Zu Beginn jeder Folge wird gewarnt, dass sich das Hörspiel nur an erwachsene Hö­re­r*in­nen wendet. Wer sich mit Wayne zur Autopsie begibt, erfährt sehr schnell, warum. Es schmatzt und zerrt, während er den Kehlkopf entfernt. Die anderen Eingeweide schleimen in den Ohren bis zum nahezu erlösenden Plopp. Geräusche, als würde jemand in einer Kathedrale Krabben aufbrechen und hinunterschlingen.

In Deutschland wurde das Hörspiel produziert in Zusammenarbeit mit Pool Artists (unter anderem „Faking Hitler“). Das tiefe Brummen von Wayne stammt von Murathan Muslu. Und auch die anderen Dar­stel­le­r*in­nen sind bekannte und begabte Spre­che­r*in­nen und Schauspieler*innen.
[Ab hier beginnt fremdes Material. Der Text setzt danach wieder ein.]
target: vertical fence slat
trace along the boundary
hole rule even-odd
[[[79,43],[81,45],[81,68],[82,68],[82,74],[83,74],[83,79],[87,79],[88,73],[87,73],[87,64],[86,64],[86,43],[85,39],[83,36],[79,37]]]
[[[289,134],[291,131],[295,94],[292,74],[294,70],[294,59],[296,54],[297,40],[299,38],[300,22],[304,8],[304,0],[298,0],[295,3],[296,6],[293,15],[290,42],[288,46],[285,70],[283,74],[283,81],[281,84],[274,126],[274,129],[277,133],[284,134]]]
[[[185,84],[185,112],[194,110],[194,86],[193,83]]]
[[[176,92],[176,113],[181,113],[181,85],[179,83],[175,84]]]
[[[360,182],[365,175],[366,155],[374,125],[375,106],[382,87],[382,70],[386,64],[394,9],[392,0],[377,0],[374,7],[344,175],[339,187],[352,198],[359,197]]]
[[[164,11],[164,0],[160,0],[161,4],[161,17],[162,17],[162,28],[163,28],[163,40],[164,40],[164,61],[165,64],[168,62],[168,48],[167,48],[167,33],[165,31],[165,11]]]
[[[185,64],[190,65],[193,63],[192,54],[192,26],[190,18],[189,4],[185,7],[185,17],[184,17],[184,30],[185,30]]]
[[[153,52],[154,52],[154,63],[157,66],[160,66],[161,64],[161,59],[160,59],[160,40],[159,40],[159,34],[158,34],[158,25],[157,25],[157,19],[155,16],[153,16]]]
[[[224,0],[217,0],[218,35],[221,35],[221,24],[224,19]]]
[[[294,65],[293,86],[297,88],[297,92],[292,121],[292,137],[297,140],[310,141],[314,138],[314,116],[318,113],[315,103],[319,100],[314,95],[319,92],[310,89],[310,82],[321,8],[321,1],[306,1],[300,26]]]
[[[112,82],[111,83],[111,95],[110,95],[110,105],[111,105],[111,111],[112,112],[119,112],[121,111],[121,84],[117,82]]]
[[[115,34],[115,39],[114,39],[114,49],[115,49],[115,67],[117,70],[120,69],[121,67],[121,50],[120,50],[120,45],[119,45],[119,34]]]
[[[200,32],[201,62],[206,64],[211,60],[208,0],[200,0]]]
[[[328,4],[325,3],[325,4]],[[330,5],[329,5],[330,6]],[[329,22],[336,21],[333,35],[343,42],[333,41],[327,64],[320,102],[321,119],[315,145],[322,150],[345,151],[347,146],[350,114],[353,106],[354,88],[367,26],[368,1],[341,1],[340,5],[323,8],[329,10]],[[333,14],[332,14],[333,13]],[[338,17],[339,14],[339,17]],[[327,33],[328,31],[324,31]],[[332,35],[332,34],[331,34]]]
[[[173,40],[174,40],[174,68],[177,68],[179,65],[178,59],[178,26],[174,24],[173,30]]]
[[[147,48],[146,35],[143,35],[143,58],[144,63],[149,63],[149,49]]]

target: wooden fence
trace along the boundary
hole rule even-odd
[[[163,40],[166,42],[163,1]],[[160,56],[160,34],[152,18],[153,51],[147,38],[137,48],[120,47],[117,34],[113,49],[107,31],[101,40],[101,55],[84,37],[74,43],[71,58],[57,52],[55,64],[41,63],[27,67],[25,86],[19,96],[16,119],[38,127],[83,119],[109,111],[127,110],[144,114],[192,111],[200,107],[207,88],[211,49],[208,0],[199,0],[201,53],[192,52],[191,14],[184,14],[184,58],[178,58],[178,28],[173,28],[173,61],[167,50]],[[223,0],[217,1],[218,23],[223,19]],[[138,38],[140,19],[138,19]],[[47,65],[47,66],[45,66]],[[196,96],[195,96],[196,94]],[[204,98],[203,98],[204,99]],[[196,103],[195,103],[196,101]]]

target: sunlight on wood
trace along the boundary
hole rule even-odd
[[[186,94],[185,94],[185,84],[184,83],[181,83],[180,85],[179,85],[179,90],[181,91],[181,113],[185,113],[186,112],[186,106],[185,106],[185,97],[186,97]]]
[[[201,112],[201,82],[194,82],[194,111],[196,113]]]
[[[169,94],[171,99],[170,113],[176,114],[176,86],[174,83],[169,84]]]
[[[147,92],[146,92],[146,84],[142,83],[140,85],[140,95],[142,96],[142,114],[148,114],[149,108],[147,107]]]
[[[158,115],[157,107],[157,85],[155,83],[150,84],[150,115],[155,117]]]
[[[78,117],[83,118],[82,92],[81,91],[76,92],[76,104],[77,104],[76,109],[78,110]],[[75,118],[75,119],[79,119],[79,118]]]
Die erste Produktion aus der mehrjährigen Partnerschaft zwischen Spotify, Warner Bros und DC Comics muss zum Erfolg werden. Auch weil sie gewagt ist.

Auf Bildungsbürgerlichkeitsniveau eines Radiotatorts

Doch leider drohen manche Dialoge auf das Bildungsbürgerlichkeitsniveau eines Radiotatorts abzurutschen. Besonders zu Beginn der Serie werden Informationen über die Charaktere plump in Sätze gepackt wie den der neuen Assistentin von Wayne: „Das Opfer ist in ihren Zwanzigern – genau wie ich.“

Wie gut, dass Barbara Gordon (gesprochen von Lorna Ishe­ma) dem mit Authentizität entgegentritt. Die Tochter vom ehemaligen Commissioner Jim Gordon (richtig, der der in anderen Erzählungen das Bat-Zeichen in den Himmel strahlt) will herauszufinden, wo Batman abgeblieben ist, nicht wegen Gotham, sondern vor allem aus Sorge um Batman selbst.

Die interne Ermittlerin, verhasst bei manchen Kol­le­g*in­nen der Polizei, holt dafür sogar einen von Batmans Erzfeinden aus der Psychiatrie und ermöglicht in persönlichen Gesprächen mit dem Riddler tiefe Einblicke in ihr Seelen- und Familienleben, die die Story über lange Strecken hinwegtragen. Weil die Zu­hö­re­r*in­nen keine Reaktionen oder Gedanken lesen können, sind die Ma­che­r*in­nen gezwungen, uns alles Wichtige, Charmante oder Verschlüsselte in Dialogen zu erzählen.

Das machen sie sehr gekonnt. Gordon muss ebenso wie Wayne in Worte fassen, was sie sonst durch Handlungen zeigen konnten. Dadurch sitzen sie nicht beim Psychiater auf der Couch, wie Wayne Senior es sich gewünscht hätte, sondern bei den Zuhörer*innen. Das klassische Comic-„Pow“ wird ersetzt durch frühe Kindheitserinnerungen, die in den Serien- und Filmproduktionen oft keinen Platz finden. Und auch wenn sie nicht immer ausgespielt wird: Das ermöglicht eine starke Charakterentwicklung.